🤖 AI Summary
To address the excessive GPU memory consumption of orthogonal fine-tuning—caused by storing full-dimensional sparse matrix intermediate activations—this paper proposes a memory-efficient, principal-subspace-adaptive orthogonal fine-tuning method. Methodologically, it (i) establishes, for the first time, theoretical conditions under which low-rank orthogonal transformations preserve hyperspherical energy; (ii) restricts orthogonal constraints to the dominant singular value decomposition (SVD) subspace, drastically reducing both parameter and activation memory footprints; and (iii) introduces learnable diagonal scaling vectors to enhance task generalization. Extensive experiments across 37 NLP and computer vision tasks using four large language/vision models demonstrate that our method reduces peak GPU memory usage by up to 62%, while maintaining or improving accuracy—outperforming mainstream parameter-efficient fine-tuning (PEFT) baselines including LoRA and AdaLoRA.
📝 Abstract
Driven by the relentless growth in model parameters, which renders full fine-tuning prohibitively expensive for large-scale deployment, parameter-efficient fine-tuning (PEFT) has emerged as a crucial approach for rapidly adapting large models to a wide range of downstream tasks. Among the PEFT family, orthogonal fine-tuning and its variants have demonstrated remarkable performance by preserving hyperspherical energy, which encodes pairwise angular similarity between neurons. However, these methods are inherently memory-inefficient due to the need to store intermediate activations from multiple full-dimensional sparse matrices.

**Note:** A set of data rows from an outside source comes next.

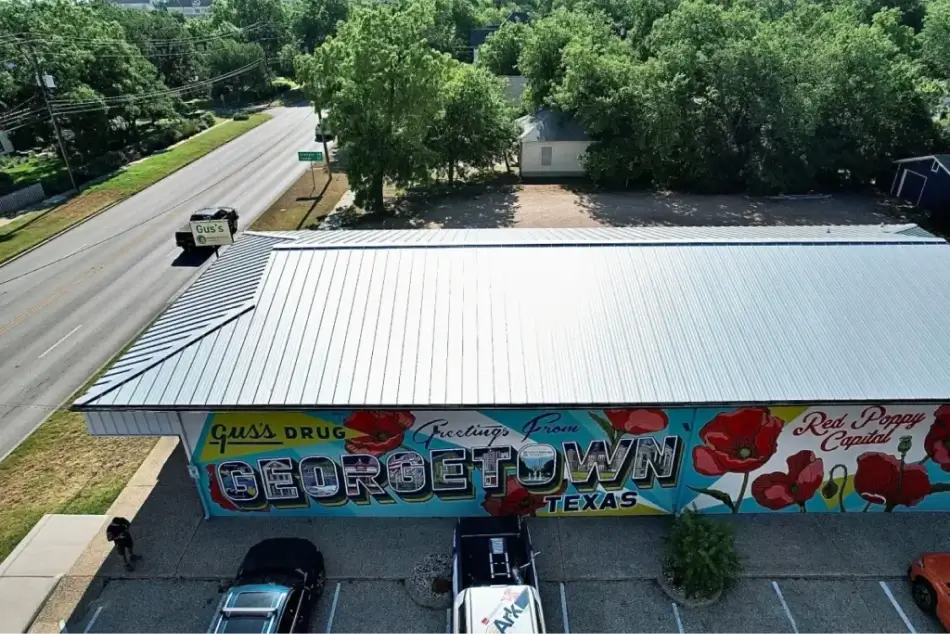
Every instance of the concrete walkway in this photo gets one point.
(36, 565)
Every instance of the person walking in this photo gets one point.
(119, 533)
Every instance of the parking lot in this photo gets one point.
(753, 606)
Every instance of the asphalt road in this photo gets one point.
(68, 306)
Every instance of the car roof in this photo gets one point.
(250, 609)
(509, 609)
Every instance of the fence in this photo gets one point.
(21, 198)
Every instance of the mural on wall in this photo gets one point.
(499, 462)
(577, 462)
(843, 459)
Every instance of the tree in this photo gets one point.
(475, 127)
(313, 21)
(243, 66)
(383, 95)
(500, 52)
(935, 38)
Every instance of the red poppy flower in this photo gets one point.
(384, 431)
(937, 442)
(217, 496)
(637, 421)
(516, 500)
(737, 442)
(777, 490)
(879, 480)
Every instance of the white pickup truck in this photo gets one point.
(494, 579)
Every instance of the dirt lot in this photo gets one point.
(566, 206)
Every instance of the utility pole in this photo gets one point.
(326, 151)
(41, 79)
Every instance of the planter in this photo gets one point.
(678, 596)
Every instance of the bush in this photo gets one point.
(701, 556)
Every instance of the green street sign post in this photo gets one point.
(313, 157)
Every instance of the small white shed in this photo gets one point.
(551, 145)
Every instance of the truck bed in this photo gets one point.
(474, 549)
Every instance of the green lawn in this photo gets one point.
(20, 236)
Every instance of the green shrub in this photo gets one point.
(701, 556)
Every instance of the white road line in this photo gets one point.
(679, 621)
(900, 612)
(70, 334)
(567, 624)
(336, 597)
(92, 621)
(788, 612)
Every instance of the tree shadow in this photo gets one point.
(193, 258)
(658, 208)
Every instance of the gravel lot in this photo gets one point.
(565, 206)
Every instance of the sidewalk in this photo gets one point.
(186, 558)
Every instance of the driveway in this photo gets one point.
(565, 206)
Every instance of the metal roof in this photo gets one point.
(404, 319)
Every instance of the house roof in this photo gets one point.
(550, 126)
(561, 317)
(942, 159)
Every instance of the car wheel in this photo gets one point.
(924, 596)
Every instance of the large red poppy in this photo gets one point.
(384, 431)
(637, 421)
(516, 500)
(879, 480)
(937, 442)
(737, 442)
(778, 490)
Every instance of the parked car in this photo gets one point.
(184, 237)
(930, 580)
(494, 579)
(274, 591)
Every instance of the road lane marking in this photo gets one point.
(900, 612)
(68, 335)
(788, 612)
(336, 597)
(679, 621)
(567, 623)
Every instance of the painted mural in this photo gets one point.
(576, 462)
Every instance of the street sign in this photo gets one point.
(211, 233)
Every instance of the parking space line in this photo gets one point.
(336, 597)
(92, 621)
(676, 615)
(900, 612)
(567, 624)
(788, 612)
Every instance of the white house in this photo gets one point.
(551, 145)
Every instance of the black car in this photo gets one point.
(275, 590)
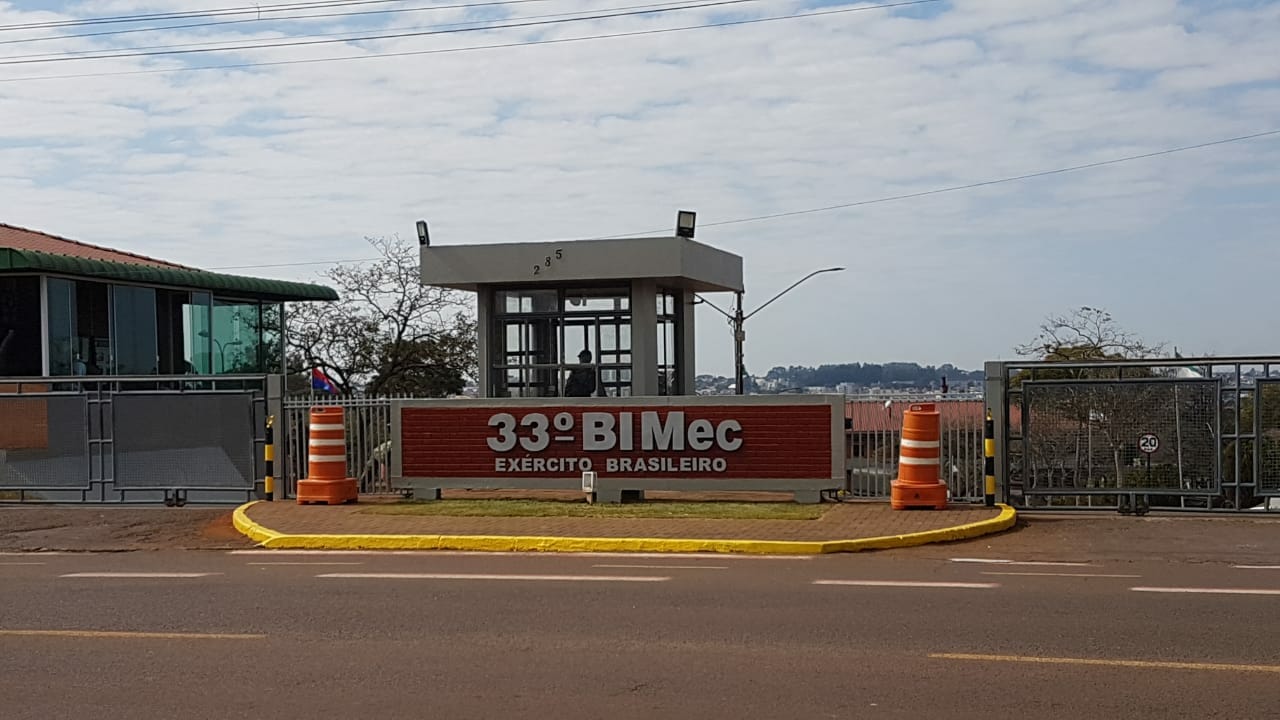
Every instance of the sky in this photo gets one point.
(279, 169)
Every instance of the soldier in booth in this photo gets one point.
(581, 381)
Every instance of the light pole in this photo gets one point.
(737, 319)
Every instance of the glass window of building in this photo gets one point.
(237, 336)
(670, 337)
(197, 336)
(135, 331)
(574, 343)
(21, 349)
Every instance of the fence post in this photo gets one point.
(275, 409)
(269, 455)
(996, 396)
(988, 464)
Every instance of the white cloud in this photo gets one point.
(295, 163)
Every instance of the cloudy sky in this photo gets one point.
(265, 167)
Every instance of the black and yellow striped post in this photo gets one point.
(269, 455)
(988, 447)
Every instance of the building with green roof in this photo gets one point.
(69, 308)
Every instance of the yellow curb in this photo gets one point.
(269, 538)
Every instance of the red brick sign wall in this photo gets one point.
(629, 441)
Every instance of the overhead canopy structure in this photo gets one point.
(612, 315)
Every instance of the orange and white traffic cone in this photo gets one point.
(919, 482)
(327, 460)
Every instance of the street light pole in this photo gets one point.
(737, 320)
(739, 338)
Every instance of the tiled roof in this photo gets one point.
(23, 238)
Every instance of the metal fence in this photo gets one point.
(131, 440)
(1132, 434)
(874, 434)
(369, 440)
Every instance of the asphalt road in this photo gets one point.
(270, 634)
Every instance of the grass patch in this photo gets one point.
(560, 509)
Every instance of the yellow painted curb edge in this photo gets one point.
(266, 537)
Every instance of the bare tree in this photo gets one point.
(387, 332)
(1087, 333)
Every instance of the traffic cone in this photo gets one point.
(327, 460)
(919, 482)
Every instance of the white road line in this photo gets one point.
(307, 564)
(1208, 591)
(670, 566)
(30, 554)
(138, 575)
(906, 584)
(1063, 574)
(494, 577)
(1032, 563)
(718, 557)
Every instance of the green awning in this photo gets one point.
(248, 288)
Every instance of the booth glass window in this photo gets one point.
(19, 327)
(135, 331)
(670, 337)
(572, 342)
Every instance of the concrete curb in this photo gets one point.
(269, 538)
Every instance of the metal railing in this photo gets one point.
(874, 433)
(369, 440)
(1136, 434)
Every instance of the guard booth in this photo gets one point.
(599, 318)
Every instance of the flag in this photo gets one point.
(320, 381)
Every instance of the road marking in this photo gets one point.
(1032, 563)
(304, 563)
(28, 554)
(670, 566)
(1063, 574)
(906, 584)
(716, 556)
(122, 634)
(1208, 591)
(494, 577)
(1148, 664)
(138, 575)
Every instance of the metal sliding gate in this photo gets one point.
(1134, 434)
(132, 440)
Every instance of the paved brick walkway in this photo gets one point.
(848, 520)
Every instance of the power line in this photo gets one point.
(210, 13)
(873, 201)
(474, 48)
(289, 18)
(215, 42)
(110, 55)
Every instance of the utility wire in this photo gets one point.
(216, 42)
(211, 13)
(469, 49)
(272, 21)
(873, 201)
(109, 55)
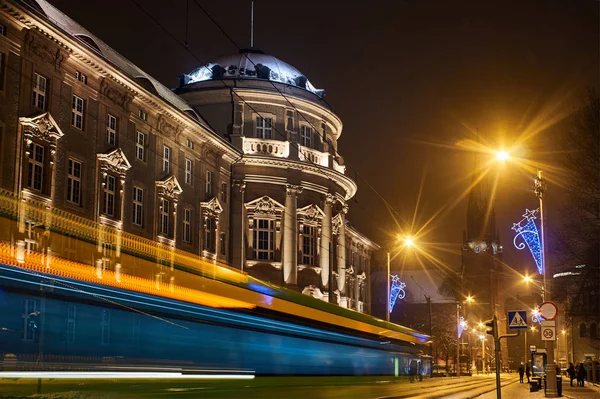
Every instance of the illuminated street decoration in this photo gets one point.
(396, 291)
(530, 236)
(462, 324)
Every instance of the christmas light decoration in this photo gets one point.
(530, 237)
(397, 291)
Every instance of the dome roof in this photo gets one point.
(252, 64)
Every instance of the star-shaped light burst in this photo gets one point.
(530, 237)
(396, 291)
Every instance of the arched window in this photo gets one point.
(582, 331)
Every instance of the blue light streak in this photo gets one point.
(396, 291)
(530, 237)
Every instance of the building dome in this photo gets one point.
(251, 64)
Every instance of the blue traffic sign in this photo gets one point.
(517, 319)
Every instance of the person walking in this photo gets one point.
(521, 372)
(581, 375)
(571, 373)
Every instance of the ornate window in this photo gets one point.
(39, 91)
(138, 206)
(309, 245)
(263, 239)
(110, 186)
(582, 330)
(305, 135)
(35, 173)
(77, 108)
(111, 130)
(74, 181)
(187, 225)
(264, 127)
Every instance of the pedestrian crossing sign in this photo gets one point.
(517, 319)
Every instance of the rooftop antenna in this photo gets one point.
(252, 24)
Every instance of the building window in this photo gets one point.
(77, 112)
(208, 235)
(30, 319)
(208, 183)
(109, 195)
(73, 181)
(305, 136)
(71, 314)
(105, 326)
(187, 225)
(263, 239)
(224, 191)
(143, 115)
(264, 127)
(39, 91)
(164, 217)
(35, 173)
(309, 244)
(188, 171)
(582, 330)
(138, 206)
(166, 159)
(111, 130)
(222, 244)
(140, 142)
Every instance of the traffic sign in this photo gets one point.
(548, 330)
(517, 319)
(548, 310)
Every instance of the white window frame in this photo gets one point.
(187, 225)
(77, 111)
(306, 136)
(166, 159)
(188, 171)
(111, 129)
(263, 233)
(71, 320)
(140, 143)
(264, 127)
(137, 216)
(74, 181)
(40, 85)
(110, 188)
(208, 183)
(36, 168)
(309, 245)
(165, 207)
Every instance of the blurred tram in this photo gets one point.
(78, 295)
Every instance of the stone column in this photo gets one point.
(341, 252)
(326, 232)
(290, 235)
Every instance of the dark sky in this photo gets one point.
(409, 79)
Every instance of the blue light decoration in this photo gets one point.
(462, 324)
(396, 291)
(530, 237)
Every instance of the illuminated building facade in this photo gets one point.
(86, 132)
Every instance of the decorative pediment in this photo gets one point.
(42, 127)
(168, 188)
(114, 161)
(311, 213)
(212, 207)
(265, 206)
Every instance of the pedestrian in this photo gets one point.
(521, 372)
(581, 375)
(571, 373)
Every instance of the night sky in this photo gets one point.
(409, 79)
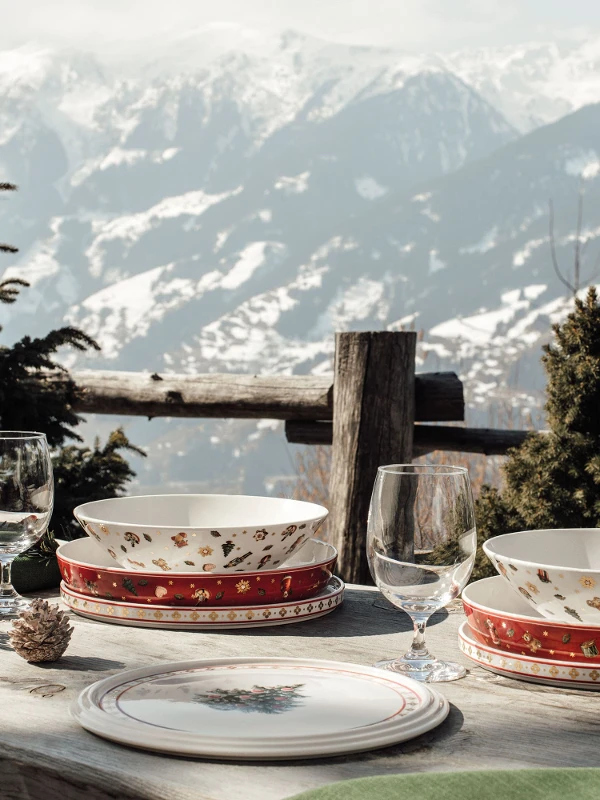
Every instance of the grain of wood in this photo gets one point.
(494, 722)
(439, 396)
(374, 410)
(426, 438)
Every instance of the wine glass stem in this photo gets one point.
(418, 650)
(6, 587)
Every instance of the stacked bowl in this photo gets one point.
(199, 561)
(539, 619)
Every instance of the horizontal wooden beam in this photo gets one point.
(438, 396)
(426, 438)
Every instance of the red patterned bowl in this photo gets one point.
(88, 570)
(499, 618)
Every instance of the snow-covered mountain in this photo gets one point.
(231, 211)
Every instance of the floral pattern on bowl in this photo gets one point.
(556, 571)
(200, 533)
(503, 620)
(88, 571)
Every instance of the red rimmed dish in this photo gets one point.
(572, 673)
(248, 615)
(503, 621)
(87, 570)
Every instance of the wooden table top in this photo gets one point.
(494, 722)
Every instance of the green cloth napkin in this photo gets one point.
(519, 784)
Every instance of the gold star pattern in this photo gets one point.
(587, 582)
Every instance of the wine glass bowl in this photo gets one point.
(26, 503)
(421, 546)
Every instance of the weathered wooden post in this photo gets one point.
(373, 418)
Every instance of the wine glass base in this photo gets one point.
(433, 671)
(11, 606)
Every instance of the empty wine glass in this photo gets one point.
(421, 545)
(26, 502)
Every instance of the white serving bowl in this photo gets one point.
(200, 532)
(556, 571)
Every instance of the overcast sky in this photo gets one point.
(412, 24)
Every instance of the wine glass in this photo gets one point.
(26, 502)
(421, 546)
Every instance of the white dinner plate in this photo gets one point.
(261, 709)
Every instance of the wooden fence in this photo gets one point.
(371, 410)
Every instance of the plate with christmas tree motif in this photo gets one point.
(205, 618)
(260, 709)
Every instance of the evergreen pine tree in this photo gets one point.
(36, 393)
(553, 479)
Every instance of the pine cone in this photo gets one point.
(41, 633)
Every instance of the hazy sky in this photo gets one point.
(412, 24)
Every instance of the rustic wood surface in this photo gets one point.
(374, 401)
(426, 438)
(494, 722)
(438, 395)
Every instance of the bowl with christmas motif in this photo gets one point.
(556, 571)
(88, 570)
(200, 533)
(503, 620)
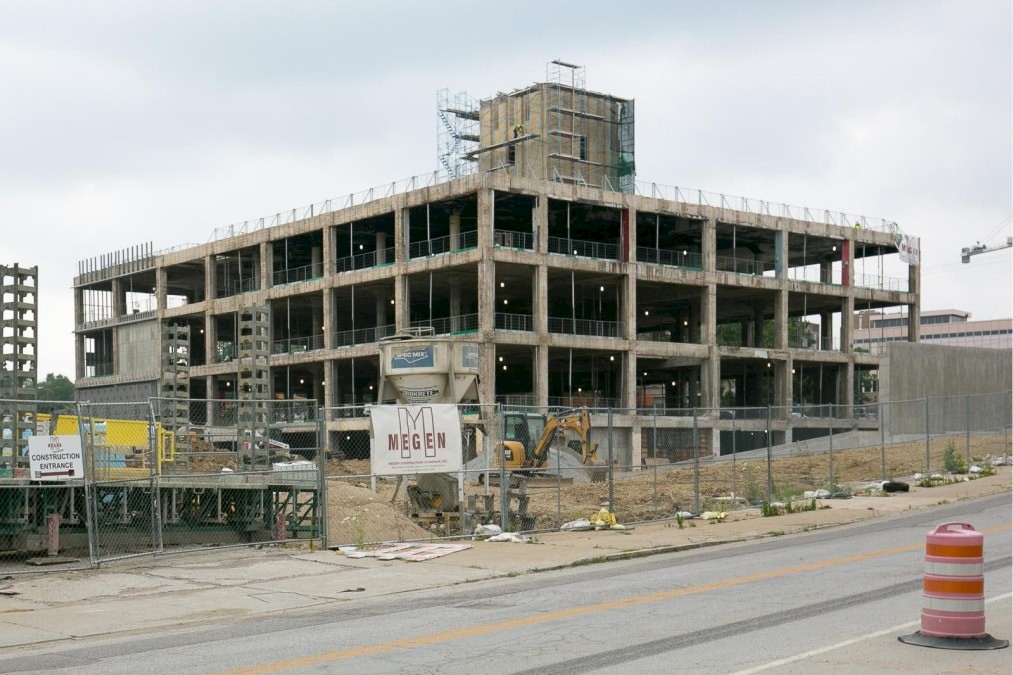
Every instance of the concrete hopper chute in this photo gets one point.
(415, 368)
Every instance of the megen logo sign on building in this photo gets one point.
(415, 439)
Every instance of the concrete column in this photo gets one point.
(380, 304)
(780, 251)
(316, 261)
(540, 301)
(708, 245)
(328, 248)
(826, 331)
(789, 381)
(455, 230)
(781, 319)
(629, 252)
(542, 374)
(401, 218)
(826, 272)
(487, 373)
(629, 314)
(630, 378)
(915, 308)
(757, 327)
(848, 323)
(486, 298)
(161, 293)
(267, 265)
(119, 298)
(210, 343)
(540, 224)
(402, 289)
(455, 304)
(210, 278)
(486, 202)
(710, 370)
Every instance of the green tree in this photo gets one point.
(55, 387)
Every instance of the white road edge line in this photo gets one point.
(831, 648)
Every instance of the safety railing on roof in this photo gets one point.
(641, 188)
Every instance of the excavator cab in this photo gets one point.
(528, 440)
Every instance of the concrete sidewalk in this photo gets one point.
(180, 590)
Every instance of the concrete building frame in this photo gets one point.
(578, 295)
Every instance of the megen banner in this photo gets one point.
(415, 439)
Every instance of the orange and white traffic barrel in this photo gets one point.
(953, 591)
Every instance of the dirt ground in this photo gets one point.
(357, 515)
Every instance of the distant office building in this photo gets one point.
(943, 326)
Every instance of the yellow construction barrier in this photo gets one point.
(118, 443)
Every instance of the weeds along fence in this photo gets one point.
(159, 476)
(164, 475)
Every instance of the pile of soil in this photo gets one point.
(357, 515)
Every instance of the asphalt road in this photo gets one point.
(827, 601)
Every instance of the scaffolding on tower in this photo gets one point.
(457, 133)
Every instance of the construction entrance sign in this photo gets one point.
(55, 458)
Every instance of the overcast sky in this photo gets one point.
(129, 122)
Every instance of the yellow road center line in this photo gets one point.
(559, 614)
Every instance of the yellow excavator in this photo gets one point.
(523, 456)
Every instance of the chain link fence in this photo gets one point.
(159, 476)
(163, 475)
(650, 464)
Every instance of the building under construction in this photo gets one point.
(582, 285)
(18, 360)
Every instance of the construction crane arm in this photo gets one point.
(978, 248)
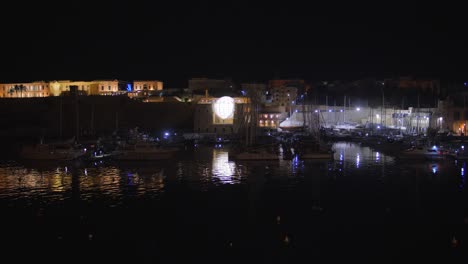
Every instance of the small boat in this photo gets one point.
(58, 152)
(256, 155)
(143, 151)
(422, 153)
(328, 155)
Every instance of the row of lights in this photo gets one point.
(341, 110)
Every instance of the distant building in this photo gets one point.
(152, 85)
(207, 121)
(32, 89)
(270, 120)
(59, 87)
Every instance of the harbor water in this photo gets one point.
(203, 206)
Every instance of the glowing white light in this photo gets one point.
(224, 107)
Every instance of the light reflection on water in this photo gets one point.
(200, 170)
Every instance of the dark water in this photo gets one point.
(364, 206)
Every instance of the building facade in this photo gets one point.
(152, 85)
(20, 90)
(207, 121)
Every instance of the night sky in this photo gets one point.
(177, 41)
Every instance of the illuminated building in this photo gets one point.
(32, 89)
(270, 119)
(56, 88)
(221, 116)
(152, 85)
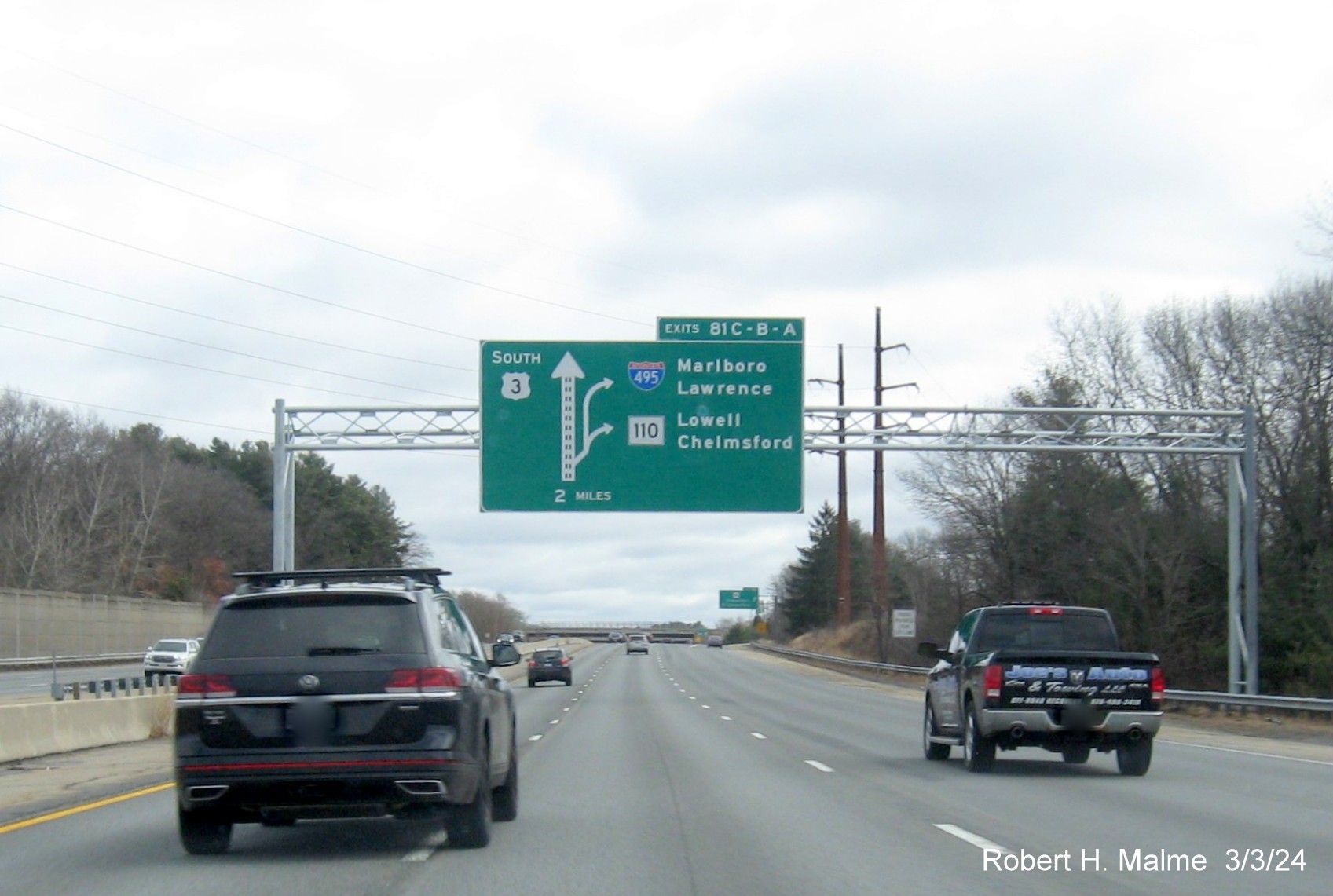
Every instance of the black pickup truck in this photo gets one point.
(1035, 675)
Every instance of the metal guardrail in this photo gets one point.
(1207, 697)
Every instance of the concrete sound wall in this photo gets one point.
(40, 623)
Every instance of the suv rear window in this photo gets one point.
(317, 626)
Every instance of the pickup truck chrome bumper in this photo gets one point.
(1005, 723)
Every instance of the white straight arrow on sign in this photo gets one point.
(567, 371)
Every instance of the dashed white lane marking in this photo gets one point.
(428, 847)
(976, 840)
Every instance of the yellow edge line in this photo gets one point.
(53, 816)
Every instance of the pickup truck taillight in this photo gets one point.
(994, 682)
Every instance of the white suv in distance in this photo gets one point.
(170, 656)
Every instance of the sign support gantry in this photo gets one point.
(1228, 433)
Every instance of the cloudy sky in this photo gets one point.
(206, 207)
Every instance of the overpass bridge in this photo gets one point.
(600, 631)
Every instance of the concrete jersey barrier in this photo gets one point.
(30, 730)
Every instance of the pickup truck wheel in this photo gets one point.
(1134, 758)
(1076, 754)
(979, 751)
(933, 752)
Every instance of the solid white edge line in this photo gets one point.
(976, 840)
(1243, 752)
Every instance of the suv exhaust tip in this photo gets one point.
(206, 792)
(422, 787)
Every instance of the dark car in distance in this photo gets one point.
(550, 664)
(334, 693)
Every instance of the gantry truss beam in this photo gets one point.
(383, 428)
(833, 428)
(1076, 430)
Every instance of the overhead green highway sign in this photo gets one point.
(738, 599)
(665, 426)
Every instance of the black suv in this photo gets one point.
(550, 664)
(334, 693)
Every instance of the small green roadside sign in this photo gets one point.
(738, 599)
(665, 426)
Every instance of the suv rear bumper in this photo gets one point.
(250, 787)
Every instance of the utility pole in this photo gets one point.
(880, 572)
(844, 532)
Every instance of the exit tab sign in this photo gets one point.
(732, 330)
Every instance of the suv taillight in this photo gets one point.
(1159, 684)
(994, 682)
(206, 686)
(430, 679)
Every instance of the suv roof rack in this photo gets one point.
(260, 580)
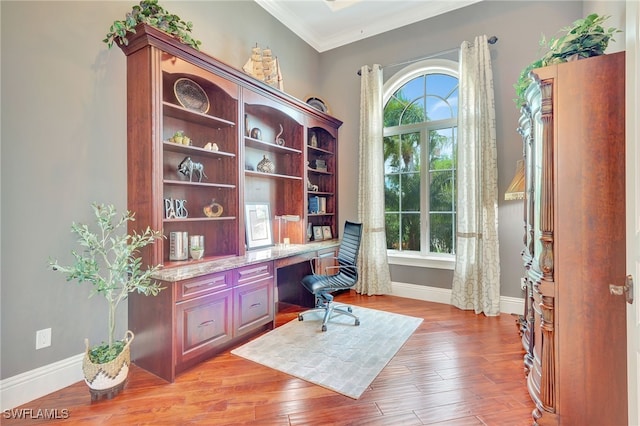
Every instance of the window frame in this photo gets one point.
(424, 258)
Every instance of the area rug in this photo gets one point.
(345, 358)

To address this limitation, we propose Memory-efficient Orthogonal Fine-Tuning (MOFT) with principal subspace adaptation. Specifically, we first establish a theoretical condition under which orthogonal transformations within a low-rank subspace preserve hyperspherical energy. Based on this insight, we constrain orthogonal fine-tuning to the principal subspace defined by the top-r components obtained through singular value decomposition and impose an additional constraint on the projection matrix to satisfy the preservation condition. To enhance MOFT's flexibility across tasks, we relax strict orthogonality by introducing two learnable scaling vectors. Extensive experiments on 37 diverse tasks and four models across NLP and CV demonstrate that MOFT consistently outperforms key baselines while significantly reducing the memory footprint of orthogonal fine-tuning.